L’étranger va pouvoir sortir de la zone d’attente et être autorisé à entrer en France si :

  • Le JLD prend une ordonnance refusant la prolongation du maintien en zone d’attente ;

Le Procureur de la République dispose d’un délai de 10 heures pour former un appel suspensif contre l’ordonnance du JLD refusant la prolongation du maintien en zone d’attente.

  • Le départ de l’étranger n’a pas eu lieu à la fin du délai maximum de maintien en zone d’attente.

L’étranger se voit alors délivrer un visa de régularisation de 8 jours.
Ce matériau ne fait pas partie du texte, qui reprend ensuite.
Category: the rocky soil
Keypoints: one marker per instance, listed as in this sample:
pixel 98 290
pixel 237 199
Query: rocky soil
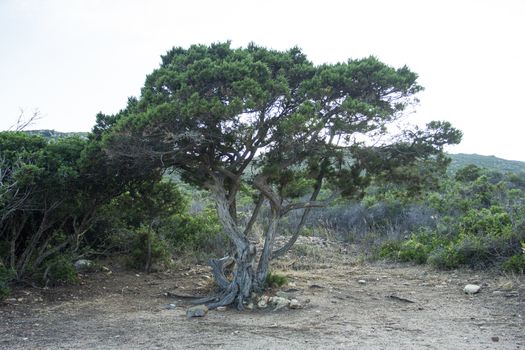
pixel 341 303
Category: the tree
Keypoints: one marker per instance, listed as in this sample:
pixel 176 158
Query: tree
pixel 229 119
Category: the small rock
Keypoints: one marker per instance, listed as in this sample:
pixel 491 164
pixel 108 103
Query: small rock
pixel 170 306
pixel 284 294
pixel 278 302
pixel 83 265
pixel 295 304
pixel 471 288
pixel 316 286
pixel 197 311
pixel 262 304
pixel 512 294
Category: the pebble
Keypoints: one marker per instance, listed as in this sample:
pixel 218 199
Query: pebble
pixel 471 288
pixel 170 306
pixel 197 311
pixel 295 304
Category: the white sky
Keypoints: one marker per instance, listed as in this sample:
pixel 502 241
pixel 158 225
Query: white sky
pixel 71 58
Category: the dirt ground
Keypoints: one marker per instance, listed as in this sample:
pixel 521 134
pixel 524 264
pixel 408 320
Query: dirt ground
pixel 348 304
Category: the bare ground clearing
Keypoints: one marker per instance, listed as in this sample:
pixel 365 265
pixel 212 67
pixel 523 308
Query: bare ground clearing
pixel 348 304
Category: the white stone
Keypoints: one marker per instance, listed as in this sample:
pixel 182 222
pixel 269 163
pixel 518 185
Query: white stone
pixel 471 288
pixel 295 304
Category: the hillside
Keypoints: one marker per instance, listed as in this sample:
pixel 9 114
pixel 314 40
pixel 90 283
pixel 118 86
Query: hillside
pixel 490 162
pixel 53 135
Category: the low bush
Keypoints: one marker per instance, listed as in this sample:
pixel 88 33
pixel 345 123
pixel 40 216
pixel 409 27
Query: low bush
pixel 515 263
pixel 6 276
pixel 148 249
pixel 274 280
pixel 59 269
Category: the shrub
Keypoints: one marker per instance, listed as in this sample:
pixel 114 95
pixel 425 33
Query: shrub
pixel 443 257
pixel 390 250
pixel 147 249
pixel 515 263
pixel 197 232
pixel 6 276
pixel 275 280
pixel 58 269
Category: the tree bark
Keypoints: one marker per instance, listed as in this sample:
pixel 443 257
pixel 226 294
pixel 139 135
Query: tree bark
pixel 240 288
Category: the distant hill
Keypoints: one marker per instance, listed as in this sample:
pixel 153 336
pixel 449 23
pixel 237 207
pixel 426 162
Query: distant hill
pixel 54 135
pixel 489 162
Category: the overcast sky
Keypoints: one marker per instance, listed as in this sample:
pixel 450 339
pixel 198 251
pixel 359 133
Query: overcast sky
pixel 71 58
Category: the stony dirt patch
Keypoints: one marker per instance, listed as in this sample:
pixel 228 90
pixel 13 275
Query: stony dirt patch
pixel 347 304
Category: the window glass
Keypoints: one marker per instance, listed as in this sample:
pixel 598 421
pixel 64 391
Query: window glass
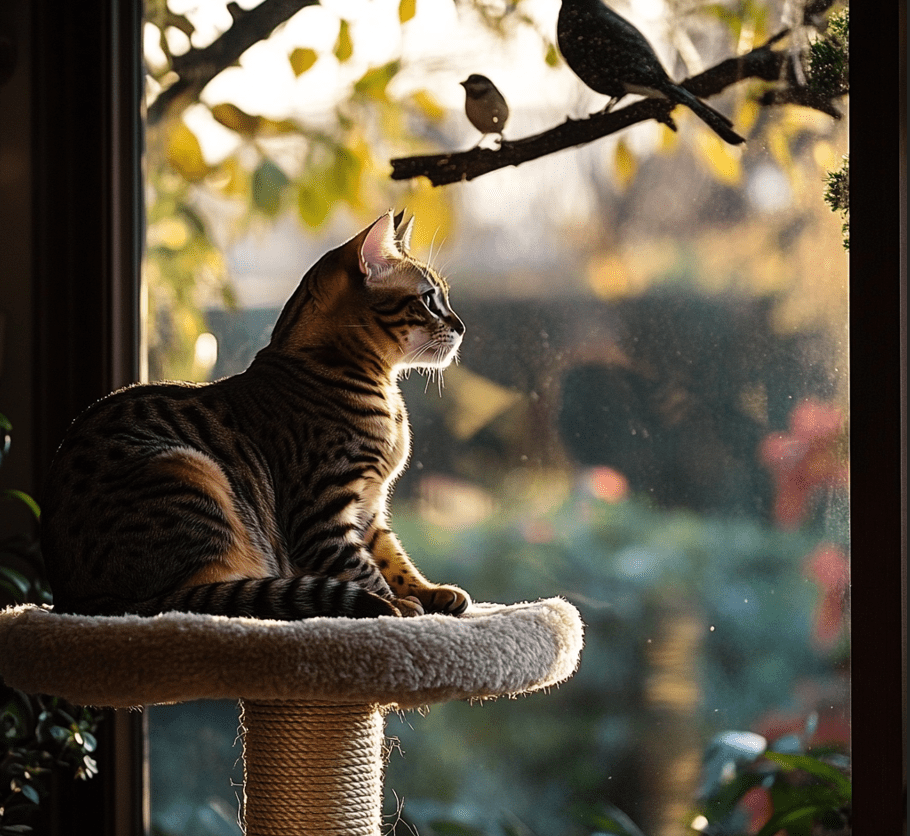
pixel 649 416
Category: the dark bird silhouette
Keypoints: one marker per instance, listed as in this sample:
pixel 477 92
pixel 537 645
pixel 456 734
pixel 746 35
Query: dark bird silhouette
pixel 613 58
pixel 484 105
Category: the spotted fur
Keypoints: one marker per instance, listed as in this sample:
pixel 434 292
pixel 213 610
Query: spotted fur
pixel 263 494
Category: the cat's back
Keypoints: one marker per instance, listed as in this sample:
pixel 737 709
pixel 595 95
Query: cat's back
pixel 111 471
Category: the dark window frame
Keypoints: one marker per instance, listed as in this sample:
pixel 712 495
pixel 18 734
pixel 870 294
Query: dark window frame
pixel 87 223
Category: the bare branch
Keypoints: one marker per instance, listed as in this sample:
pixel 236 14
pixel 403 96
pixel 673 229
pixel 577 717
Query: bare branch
pixel 198 67
pixel 442 169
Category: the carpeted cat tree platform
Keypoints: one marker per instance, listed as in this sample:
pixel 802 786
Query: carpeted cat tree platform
pixel 313 693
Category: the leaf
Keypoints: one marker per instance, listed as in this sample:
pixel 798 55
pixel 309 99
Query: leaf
pixel 722 161
pixel 551 57
pixel 373 82
pixel 344 46
pixel 15 583
pixel 312 203
pixel 796 822
pixel 815 767
pixel 302 59
pixel 11 493
pixel 184 153
pixel 624 164
pixel 406 10
pixel 31 793
pixel 269 183
pixel 236 119
pixel 427 104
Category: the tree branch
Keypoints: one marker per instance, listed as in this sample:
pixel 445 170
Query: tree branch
pixel 198 67
pixel 442 169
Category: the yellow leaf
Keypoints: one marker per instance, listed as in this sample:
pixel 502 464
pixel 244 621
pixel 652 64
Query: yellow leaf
pixel 313 203
pixel 406 10
pixel 427 104
pixel 302 59
pixel 746 116
pixel 668 139
pixel 433 215
pixel 624 164
pixel 184 153
pixel 722 161
pixel 236 119
pixel 344 46
pixel 374 81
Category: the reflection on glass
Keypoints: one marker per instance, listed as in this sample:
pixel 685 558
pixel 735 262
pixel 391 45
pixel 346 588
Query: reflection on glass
pixel 649 416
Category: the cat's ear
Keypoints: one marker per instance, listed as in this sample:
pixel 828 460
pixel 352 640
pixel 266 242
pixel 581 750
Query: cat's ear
pixel 379 251
pixel 403 230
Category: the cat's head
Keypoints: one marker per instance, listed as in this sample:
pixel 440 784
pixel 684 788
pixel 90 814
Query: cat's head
pixel 371 296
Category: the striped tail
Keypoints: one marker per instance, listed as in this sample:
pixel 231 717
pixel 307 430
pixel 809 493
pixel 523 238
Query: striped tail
pixel 280 599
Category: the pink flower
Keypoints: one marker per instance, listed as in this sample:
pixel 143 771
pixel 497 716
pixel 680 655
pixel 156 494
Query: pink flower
pixel 804 459
pixel 829 567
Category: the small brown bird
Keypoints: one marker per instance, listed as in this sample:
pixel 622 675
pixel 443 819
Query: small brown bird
pixel 484 106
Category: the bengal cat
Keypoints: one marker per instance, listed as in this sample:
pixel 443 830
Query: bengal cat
pixel 263 494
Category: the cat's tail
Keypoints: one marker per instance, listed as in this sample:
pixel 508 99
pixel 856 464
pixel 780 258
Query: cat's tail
pixel 281 599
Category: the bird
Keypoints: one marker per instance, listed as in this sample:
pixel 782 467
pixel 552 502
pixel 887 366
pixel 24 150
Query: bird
pixel 484 106
pixel 613 58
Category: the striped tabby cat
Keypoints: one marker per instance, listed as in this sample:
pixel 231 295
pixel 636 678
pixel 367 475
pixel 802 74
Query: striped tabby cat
pixel 263 494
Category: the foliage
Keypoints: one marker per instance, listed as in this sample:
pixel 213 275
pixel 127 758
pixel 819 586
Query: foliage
pixel 762 789
pixel 837 196
pixel 829 73
pixel 829 57
pixel 39 735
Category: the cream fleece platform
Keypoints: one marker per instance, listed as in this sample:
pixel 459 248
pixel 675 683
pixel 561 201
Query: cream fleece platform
pixel 314 692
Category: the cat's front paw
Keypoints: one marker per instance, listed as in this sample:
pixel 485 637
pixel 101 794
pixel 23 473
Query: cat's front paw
pixel 408 607
pixel 451 600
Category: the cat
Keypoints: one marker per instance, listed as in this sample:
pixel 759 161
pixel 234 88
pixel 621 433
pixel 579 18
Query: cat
pixel 263 494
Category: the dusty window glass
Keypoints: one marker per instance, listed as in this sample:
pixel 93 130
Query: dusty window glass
pixel 649 416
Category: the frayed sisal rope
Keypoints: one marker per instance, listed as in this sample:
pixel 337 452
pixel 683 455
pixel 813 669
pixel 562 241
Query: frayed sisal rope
pixel 313 692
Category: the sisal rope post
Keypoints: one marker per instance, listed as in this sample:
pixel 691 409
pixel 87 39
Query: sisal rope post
pixel 312 768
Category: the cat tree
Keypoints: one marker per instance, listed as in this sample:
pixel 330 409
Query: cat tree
pixel 313 693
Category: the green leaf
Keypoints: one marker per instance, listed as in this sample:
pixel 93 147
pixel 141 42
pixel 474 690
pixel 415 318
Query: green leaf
pixel 14 582
pixel 302 59
pixel 31 793
pixel 234 118
pixel 11 493
pixel 817 768
pixel 552 56
pixel 313 203
pixel 797 822
pixel 344 46
pixel 373 83
pixel 269 183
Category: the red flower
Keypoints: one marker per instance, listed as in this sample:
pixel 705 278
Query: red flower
pixel 804 459
pixel 829 567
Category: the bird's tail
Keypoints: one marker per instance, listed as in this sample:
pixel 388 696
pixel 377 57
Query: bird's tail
pixel 714 119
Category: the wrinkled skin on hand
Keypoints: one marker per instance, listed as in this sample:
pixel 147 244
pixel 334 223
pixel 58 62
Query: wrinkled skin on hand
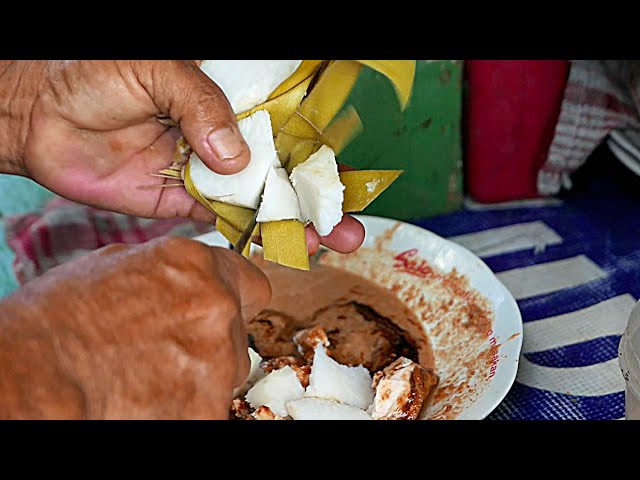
pixel 152 331
pixel 89 131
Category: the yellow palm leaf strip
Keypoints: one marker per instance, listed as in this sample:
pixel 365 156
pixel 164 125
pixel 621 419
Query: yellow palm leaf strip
pixel 233 235
pixel 286 144
pixel 238 217
pixel 342 130
pixel 401 73
pixel 307 68
pixel 297 126
pixel 285 242
pixel 281 108
pixel 361 187
pixel 328 95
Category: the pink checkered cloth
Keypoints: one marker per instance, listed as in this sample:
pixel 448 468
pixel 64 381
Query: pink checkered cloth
pixel 601 96
pixel 64 230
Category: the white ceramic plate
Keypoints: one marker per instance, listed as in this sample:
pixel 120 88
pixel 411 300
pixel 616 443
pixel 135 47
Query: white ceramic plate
pixel 476 369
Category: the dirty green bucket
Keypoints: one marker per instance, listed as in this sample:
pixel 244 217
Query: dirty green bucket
pixel 424 140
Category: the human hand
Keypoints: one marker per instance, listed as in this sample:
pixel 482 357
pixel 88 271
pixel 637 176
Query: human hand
pixel 90 132
pixel 153 331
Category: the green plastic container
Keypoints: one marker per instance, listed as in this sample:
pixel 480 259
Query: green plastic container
pixel 424 140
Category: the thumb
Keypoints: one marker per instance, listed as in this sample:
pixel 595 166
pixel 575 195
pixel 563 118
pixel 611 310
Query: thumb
pixel 181 90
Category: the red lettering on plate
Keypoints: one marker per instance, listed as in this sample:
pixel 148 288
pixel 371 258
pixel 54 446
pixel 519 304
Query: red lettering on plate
pixel 496 357
pixel 406 262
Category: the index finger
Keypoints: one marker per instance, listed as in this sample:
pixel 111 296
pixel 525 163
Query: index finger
pixel 246 279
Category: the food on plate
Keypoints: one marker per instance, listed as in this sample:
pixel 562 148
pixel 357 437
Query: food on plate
pixel 310 408
pixel 352 350
pixel 401 390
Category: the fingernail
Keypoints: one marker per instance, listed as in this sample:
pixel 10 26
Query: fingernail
pixel 225 143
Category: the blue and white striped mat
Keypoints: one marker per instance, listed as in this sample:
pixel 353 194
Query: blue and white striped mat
pixel 574 268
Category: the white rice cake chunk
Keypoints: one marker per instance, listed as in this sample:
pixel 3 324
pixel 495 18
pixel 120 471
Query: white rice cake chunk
pixel 332 381
pixel 276 390
pixel 248 83
pixel 319 189
pixel 243 188
pixel 279 201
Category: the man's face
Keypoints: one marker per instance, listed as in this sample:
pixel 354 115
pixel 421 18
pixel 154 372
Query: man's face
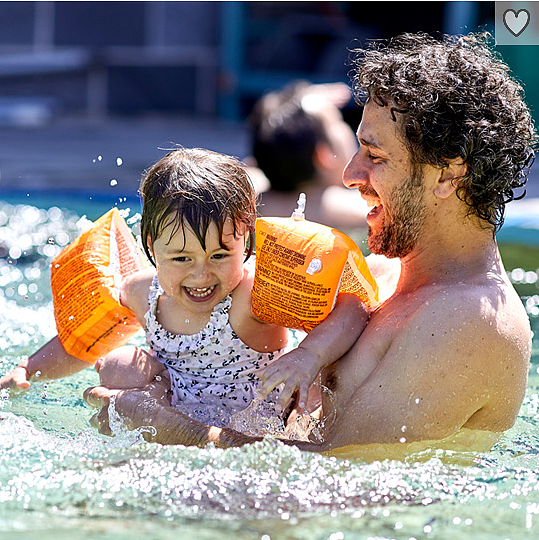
pixel 382 172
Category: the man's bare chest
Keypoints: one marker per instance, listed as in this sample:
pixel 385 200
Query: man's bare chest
pixel 383 328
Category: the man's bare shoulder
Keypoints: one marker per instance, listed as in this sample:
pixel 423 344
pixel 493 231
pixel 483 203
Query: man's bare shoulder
pixel 490 311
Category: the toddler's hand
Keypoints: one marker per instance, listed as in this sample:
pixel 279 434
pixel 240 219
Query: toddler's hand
pixel 297 370
pixel 17 379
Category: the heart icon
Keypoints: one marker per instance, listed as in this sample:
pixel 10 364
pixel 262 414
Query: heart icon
pixel 517 22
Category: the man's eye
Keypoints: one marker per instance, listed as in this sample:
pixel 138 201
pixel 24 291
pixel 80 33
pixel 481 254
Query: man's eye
pixel 375 159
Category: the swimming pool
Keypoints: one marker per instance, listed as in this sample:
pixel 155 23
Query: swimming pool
pixel 61 480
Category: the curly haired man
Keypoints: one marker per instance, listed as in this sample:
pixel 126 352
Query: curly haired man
pixel 445 140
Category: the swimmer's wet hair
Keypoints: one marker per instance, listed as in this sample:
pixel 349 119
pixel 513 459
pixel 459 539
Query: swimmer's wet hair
pixel 197 187
pixel 285 137
pixel 454 97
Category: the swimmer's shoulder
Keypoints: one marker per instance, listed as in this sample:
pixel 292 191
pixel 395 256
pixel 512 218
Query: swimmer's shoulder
pixel 135 290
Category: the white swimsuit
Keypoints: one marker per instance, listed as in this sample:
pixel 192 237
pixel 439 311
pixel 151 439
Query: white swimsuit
pixel 213 368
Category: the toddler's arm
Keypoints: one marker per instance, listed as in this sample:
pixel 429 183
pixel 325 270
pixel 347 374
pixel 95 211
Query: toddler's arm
pixel 49 362
pixel 325 344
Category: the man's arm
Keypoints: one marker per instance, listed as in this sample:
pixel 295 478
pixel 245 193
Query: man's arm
pixel 440 371
pixel 325 344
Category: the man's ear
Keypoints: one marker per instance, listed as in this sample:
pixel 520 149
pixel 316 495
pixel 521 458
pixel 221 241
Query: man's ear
pixel 449 178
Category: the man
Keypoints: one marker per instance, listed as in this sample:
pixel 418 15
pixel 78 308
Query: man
pixel 445 139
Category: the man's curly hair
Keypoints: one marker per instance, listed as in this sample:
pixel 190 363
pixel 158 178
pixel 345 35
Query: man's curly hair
pixel 455 99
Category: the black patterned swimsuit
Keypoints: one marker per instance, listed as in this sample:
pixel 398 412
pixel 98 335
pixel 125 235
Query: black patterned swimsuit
pixel 212 367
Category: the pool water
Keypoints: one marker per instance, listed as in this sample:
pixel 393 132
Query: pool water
pixel 61 480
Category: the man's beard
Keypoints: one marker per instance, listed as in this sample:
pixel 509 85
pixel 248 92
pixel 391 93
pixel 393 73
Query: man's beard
pixel 403 219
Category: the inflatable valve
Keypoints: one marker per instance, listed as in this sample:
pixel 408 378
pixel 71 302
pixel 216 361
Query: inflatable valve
pixel 301 267
pixel 85 282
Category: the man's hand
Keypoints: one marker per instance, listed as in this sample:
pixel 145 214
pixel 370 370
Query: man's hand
pixel 297 370
pixel 16 380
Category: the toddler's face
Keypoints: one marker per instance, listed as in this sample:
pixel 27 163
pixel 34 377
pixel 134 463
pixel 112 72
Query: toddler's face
pixel 196 279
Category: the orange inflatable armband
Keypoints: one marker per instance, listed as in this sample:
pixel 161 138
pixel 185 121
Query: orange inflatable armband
pixel 301 267
pixel 85 280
Il doit, dans ce délai, se rendre en préfecture pour déposer une demande de titre de séjour et obtenir soit une autorisation provisoire de séjour, ou un récépissé de demande de carte de séjour ou une attestation de demande d’asile lui permettant d’introduire sa demande d’asile ou il doit quitter le territoire français.

Les mineurs non accompagnés autorisés à entrer sur le territoire sont confiés à l’Aide sociale à l’enfance.

Le départ de France

Le départ peut être volontaire ou contraint.

L’étranger peut être reconduit dans :

  • Son pays d’origine ;
  • Le pays dont il provient ;
  • Tout autre pays où il peut être admis.

A quel moment l’étranger placé en zone d’attente peut-il se retrouver sous le coup d’une OQTF?

Dans un avis du 28 juin 2019, le Conseil d’Etat rappelle le principe suivant: « Dès lors qu’un étranger se trouve en zone aéroportuaire, en transit ou en zone d’attente, il peut faire l’objet d’un refus d’entrée, lequel pourra être exécuté d’office, mais non d’une obligation de quitter le territoire français, ne pouvant être regardé comme entré sur le territoire français.  »

Cependant, à partir du moment où l’étranger est placé en garde à vue en raison de son refus d’être rapatrié et dont l’entrée sur le territoire national ne résulte que de ce placement en garde à vue, hors de la zone d’attente, il pourra faire l’objet d’une obligation de quitter le territoire français à condition de la motiver sur l’irrégularité de son entrée sur le territoire européen appréciée au regard des seuls documents exigés par le code frontières Schengen ».